Temasek Holdings is an Asia investment company headquartered in Singapore. Established in 1974, it manages a diversified global portfolio of S$90 billion, spanning Singapore, Asia and the OECD economies. Its investments are in a range of industries: telecommunications and media, financial services, property, transportation and logistics, energy and resources, infrastructure, engineering and technology, as well as pharmaceuticals and biosciences.

 

Brookstone and certain of its executive officers and other members of management and employees may, under the rules of the SEC, be deemed to be “participants” in the solicitation of proxies from shareholders of Brookstone in favor of the proposed merger. Information regarding the persons who may be considered “participants” in the solicitation of proxies will be set forth in Brookstone’s proxy statement when it is filed with the SEC. Information regarding certain of these persons and their beneficial ownership of Brookstone common stock as of July 3, 2004is also set forth in the Schedule 14A filed by Brookstone on May 3, 2004 with the SEC.

 

Statements in this release which are not historical facts, including statements about the Company’s confidence or expectations, earnings, anticipated operations of its e-commerce sites and those of third-party service providers,


and other statements about the Company’s operational outlook, are forward-looking statements subject to risks and uncertainties that could cause actual results to differ materially from those set forth in such forward-looking statements. Such risks and uncertainties include, without limitation, risks of changing market conditions in the overall economy and the retail industry, consumer demand, the effectiveness of e-commerce technology and marketing efforts, availability of products, availability of adequate transportation of such products, and other factors detailed from time to time in the Company’s annual and other reports filed with the Securities and Exchange Commission. Words such as “estimate”, “project”, “plan”, “believe”, “feel”, “anticipate”, “assume”, “may”, “will”, “should” and similar words and phrases may identify forward-looking statements. Readers are cautioned not to place undue reliance on these forward-looking statements, which speak only as of the date thereof. The Company undertakes no obligations to publicly release any revisions to these forward-looking statements or reflect events or circumstances after the date hereof.

 

Statements about the expected timing, completion and effects of the proposed merger and all other statements in this release other than historical facts, constitute forward-looking statements within the meaning of the safe harbor provisions of the Private Securities Litigation Reform Act of 1995. Readers are cautioned not to place undue reliance on these forward-looking statements and any such forward-looking statements are qualified in their entirety by reference to the following cautionary statements. All forward-looking statements speak only as of the date hereof and are based on current expectations and involve a number of assumptions, risks and uncertainties that could cause the actual results to differ materially from such forward-looking statements.
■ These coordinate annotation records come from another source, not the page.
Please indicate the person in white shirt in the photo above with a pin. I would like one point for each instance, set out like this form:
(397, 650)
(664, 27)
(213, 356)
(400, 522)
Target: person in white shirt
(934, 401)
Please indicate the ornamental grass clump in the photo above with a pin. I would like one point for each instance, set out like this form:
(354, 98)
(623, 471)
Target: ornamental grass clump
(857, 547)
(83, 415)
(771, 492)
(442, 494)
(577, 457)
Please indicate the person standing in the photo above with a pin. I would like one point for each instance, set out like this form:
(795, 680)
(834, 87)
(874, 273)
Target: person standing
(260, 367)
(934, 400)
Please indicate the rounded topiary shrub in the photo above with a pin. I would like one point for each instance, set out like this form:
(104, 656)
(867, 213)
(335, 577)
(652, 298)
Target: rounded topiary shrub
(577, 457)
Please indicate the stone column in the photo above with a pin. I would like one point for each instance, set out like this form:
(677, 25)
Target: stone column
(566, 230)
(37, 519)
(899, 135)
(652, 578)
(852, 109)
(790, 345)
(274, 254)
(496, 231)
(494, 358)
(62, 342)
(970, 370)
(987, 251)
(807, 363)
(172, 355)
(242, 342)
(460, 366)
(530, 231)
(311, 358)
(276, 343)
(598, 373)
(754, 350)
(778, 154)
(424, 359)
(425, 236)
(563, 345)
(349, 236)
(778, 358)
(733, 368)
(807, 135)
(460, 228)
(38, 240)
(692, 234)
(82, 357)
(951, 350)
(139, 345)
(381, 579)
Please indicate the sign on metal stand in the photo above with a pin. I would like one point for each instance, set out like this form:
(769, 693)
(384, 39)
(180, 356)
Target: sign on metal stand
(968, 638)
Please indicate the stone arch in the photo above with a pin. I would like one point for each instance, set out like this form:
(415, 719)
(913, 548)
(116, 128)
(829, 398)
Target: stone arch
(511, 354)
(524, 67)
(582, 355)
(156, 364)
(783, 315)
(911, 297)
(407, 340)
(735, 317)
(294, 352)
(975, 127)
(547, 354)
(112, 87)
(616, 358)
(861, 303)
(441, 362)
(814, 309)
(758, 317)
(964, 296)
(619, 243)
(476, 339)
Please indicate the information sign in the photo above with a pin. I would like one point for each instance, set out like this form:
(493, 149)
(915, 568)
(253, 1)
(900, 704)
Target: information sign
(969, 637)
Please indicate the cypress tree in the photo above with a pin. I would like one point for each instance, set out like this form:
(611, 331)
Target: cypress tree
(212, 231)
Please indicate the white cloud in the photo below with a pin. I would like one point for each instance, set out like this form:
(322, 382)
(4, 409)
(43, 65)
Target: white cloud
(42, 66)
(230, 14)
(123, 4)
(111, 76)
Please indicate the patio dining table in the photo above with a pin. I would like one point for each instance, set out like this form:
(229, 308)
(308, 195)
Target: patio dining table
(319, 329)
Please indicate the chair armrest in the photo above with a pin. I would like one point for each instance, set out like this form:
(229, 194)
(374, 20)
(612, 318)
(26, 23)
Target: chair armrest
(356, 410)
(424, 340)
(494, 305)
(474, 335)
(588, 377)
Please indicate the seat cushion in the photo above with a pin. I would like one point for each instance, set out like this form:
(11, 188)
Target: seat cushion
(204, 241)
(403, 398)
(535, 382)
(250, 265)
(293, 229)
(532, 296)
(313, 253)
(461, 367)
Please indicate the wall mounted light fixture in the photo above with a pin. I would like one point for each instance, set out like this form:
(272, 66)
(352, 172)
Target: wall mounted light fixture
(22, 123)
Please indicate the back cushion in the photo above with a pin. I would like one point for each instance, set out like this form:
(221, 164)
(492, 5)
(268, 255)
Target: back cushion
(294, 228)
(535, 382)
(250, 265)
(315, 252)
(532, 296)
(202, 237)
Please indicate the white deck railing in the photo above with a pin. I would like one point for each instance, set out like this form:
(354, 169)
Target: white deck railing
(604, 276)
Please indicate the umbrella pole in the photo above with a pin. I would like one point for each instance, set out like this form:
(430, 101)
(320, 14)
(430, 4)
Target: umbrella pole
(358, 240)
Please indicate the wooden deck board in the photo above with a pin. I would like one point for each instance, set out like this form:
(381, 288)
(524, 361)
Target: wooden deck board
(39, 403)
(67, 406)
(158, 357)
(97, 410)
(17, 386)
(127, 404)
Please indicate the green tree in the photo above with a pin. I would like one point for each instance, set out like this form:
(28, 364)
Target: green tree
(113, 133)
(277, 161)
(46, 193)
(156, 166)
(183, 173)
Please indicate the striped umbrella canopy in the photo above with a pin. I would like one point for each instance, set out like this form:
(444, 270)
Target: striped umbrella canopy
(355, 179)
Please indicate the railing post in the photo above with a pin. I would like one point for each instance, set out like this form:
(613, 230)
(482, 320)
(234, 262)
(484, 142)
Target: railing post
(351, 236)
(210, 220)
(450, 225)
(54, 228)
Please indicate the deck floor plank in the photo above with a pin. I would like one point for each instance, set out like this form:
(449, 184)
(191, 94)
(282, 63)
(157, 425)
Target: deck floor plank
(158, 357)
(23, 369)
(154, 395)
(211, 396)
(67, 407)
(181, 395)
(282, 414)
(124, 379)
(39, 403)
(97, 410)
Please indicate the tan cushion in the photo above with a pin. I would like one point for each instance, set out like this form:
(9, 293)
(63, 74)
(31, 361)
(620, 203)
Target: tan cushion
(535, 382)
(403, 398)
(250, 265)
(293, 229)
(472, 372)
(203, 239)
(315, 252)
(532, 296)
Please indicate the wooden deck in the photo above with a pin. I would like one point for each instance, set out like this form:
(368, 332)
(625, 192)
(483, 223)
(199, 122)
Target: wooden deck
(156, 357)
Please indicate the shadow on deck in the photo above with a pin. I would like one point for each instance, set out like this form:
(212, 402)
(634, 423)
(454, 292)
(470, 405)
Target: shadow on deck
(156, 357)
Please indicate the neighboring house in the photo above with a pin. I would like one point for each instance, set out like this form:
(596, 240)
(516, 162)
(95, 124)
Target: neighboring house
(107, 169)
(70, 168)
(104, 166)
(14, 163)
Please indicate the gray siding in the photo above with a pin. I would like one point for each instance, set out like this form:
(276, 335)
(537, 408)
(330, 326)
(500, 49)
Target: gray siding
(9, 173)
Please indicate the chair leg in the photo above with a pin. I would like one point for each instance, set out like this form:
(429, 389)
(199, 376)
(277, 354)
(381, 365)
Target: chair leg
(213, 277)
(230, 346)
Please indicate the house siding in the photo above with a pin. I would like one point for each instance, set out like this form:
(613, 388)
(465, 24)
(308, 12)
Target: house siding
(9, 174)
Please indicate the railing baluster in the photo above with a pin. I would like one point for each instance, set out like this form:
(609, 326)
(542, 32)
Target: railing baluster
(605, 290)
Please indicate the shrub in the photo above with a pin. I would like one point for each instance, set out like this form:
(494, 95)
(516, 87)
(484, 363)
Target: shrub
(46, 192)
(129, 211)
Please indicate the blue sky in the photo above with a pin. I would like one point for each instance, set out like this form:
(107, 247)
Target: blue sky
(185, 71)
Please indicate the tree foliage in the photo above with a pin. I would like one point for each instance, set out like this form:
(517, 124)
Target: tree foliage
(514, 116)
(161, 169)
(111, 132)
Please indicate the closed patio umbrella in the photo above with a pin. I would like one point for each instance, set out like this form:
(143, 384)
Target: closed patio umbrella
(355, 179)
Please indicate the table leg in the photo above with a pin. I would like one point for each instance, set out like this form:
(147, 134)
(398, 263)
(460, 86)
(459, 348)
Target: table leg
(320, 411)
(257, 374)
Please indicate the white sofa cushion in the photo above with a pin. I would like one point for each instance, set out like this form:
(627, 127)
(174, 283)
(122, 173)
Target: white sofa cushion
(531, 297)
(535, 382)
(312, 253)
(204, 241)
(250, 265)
Brookstone may not be able to complete the proposed merger on the terms described above or other acceptable terms or at all because of a number of factors, including the failure to obtain shareholder approval, the failure of financing or the failure to satisfy the other closing conditions. These factors, and other factors that may affect the business or financial results of Brookstone are described in Brookstone’s filings with the SEC.